Uyumuşsam üstüm örtülsün isterim. Uyanınca başucumda bir bardak su bulmak mutlu eder beni. Kitabımın arasına bir not iliştirilmişse, kalbim hızla çarpar okurken. Yüzüme karşı övülmeyi sevmem, ama sevgilim beni anlatıyosa başkasına övünerek, o zaman pek sevinirim. Düşünülmüş, çok planlanmış anlar itici gelir bana, onun yerine, hesaplanmamış zamanlarda, beklenmedik alaka çok daha makbuldür. Sevdiğim bir tatlı mesela, içimdeki kırıkları yapıştırıverir. Olmadık zamanlarda, yeniden aşka düşerim. İşte aslında, bu denli kolay "yeniden" severim.

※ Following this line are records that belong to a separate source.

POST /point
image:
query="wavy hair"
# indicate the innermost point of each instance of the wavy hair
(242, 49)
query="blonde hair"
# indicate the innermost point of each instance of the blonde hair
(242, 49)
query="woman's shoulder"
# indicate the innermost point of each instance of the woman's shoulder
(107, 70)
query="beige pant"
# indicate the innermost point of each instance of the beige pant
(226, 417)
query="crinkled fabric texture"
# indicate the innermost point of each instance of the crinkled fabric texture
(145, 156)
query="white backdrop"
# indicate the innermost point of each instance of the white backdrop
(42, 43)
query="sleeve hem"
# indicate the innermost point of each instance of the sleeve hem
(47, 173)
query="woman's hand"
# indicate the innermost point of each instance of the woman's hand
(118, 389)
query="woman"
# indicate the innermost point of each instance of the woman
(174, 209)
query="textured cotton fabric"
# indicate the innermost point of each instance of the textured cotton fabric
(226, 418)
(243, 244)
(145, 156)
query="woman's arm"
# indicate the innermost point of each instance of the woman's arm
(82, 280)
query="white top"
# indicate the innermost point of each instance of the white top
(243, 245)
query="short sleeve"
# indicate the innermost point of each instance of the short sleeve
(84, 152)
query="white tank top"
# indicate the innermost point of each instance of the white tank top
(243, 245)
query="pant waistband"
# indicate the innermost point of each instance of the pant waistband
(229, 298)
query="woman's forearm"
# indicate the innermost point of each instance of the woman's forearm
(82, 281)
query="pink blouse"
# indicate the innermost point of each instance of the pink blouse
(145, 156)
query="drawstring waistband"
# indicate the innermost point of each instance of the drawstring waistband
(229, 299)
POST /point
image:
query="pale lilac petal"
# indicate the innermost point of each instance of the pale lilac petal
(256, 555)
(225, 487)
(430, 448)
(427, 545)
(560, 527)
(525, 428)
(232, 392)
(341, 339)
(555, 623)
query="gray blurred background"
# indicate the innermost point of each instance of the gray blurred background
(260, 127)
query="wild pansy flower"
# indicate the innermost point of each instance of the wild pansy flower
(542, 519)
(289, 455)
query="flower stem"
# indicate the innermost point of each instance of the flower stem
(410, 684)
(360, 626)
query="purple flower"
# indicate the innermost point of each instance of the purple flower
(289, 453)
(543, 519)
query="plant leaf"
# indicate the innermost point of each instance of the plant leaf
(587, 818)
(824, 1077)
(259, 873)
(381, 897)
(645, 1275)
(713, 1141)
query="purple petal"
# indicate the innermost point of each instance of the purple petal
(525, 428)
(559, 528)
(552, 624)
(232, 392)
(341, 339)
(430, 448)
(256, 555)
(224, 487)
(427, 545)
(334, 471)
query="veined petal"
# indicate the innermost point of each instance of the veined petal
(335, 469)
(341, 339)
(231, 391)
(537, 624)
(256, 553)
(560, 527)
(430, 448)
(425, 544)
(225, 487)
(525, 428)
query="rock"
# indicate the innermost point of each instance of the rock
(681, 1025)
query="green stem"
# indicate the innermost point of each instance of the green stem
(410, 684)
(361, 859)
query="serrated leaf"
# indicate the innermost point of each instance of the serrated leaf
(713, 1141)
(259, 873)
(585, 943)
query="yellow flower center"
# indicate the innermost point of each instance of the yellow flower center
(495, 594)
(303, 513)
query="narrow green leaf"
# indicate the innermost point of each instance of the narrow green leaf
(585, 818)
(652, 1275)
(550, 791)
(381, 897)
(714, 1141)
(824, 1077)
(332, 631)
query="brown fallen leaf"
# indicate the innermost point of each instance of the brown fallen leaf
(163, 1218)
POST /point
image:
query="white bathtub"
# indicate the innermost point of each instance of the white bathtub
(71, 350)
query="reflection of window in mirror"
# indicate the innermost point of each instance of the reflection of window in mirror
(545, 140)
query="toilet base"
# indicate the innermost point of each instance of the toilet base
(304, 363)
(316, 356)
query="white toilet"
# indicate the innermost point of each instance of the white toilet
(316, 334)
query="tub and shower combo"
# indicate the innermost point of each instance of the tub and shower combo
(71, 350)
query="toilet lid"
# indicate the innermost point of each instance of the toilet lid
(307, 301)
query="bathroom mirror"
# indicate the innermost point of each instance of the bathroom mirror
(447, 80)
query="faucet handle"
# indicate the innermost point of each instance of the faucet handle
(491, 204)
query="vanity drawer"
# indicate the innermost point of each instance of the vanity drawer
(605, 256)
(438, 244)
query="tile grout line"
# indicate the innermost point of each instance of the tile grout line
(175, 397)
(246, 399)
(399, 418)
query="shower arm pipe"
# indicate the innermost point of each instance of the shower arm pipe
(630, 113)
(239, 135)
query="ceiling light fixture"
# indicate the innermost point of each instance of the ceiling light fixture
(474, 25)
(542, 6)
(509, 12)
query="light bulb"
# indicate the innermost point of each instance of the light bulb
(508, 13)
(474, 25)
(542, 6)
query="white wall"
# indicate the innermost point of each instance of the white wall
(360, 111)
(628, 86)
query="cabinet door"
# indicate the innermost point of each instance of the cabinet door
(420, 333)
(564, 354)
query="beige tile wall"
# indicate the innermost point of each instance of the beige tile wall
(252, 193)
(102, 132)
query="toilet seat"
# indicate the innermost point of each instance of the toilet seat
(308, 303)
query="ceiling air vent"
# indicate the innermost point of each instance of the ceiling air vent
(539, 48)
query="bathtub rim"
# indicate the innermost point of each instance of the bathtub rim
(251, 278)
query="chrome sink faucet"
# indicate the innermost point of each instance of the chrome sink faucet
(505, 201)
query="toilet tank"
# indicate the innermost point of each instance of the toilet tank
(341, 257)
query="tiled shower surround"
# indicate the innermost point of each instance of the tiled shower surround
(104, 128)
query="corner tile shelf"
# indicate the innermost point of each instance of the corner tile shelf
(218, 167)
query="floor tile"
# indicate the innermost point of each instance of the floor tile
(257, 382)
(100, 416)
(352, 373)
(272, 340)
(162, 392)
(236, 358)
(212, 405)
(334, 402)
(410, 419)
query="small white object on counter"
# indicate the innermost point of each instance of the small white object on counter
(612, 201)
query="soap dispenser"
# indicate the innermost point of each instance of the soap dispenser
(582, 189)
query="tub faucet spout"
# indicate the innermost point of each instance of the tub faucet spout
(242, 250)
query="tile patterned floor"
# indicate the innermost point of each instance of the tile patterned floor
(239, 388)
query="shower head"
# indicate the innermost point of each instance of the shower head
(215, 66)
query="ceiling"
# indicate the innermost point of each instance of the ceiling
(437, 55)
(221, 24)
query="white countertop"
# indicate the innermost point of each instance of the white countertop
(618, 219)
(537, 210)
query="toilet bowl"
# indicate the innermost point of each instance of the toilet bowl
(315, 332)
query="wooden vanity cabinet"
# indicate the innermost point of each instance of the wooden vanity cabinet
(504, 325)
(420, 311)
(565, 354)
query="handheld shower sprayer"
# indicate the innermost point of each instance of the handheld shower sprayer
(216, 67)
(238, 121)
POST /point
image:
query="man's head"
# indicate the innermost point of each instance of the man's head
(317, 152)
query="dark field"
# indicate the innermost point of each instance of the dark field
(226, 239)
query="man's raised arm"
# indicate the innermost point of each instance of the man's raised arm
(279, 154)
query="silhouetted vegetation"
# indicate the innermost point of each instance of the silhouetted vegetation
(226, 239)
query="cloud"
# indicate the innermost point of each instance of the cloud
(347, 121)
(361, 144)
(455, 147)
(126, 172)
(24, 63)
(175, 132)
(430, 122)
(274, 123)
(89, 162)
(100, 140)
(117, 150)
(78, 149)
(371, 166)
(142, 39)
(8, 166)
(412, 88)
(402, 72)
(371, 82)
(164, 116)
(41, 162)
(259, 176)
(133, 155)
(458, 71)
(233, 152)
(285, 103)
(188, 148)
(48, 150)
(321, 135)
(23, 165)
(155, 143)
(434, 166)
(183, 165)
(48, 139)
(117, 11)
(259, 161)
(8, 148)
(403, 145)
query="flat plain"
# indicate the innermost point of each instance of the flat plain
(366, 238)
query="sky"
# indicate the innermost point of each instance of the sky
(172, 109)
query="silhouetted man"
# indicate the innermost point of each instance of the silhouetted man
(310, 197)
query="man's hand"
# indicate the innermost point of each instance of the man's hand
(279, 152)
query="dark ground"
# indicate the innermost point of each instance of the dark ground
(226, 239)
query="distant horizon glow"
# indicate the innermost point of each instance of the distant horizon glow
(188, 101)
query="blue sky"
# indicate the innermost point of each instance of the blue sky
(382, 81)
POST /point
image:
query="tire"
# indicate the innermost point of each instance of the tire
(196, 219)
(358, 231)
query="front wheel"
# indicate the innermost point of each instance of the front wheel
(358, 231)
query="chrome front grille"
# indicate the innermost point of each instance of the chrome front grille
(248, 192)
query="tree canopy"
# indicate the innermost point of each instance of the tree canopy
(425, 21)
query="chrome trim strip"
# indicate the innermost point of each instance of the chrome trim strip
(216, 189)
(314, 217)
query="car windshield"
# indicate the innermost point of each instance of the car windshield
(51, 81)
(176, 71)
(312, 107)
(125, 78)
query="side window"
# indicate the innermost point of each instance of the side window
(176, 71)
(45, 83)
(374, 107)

Evet, kaybetme korkusu tetikler güzel anların altındaki ateşi.
Evet, her gün olsa tüm istediklerimiz, belki de o zaman gelir "istediğini elde etme trajedimiz".
Ama zaman zaman da yapraklarına kan gitmeli aşk çiçeğinin. Toprağı ıslak değil ama mutlaka nemli kalmalı. Güven perçinlenmeli köklerinde. Güven, geçmişe ve geleceğe dair... Emek vermek, değer görmekle ödüllendilirmeli. Emek, görev icabı değil, can atarak verilmeli...

Öğrenilmiş kalıpların dışında, içgüdülerle bulunmalı kalbe giden yollar. Ancak bulmak yetmemeli, o yollarda bıkmadan ve akıl koyarak yolculuk edilmeli.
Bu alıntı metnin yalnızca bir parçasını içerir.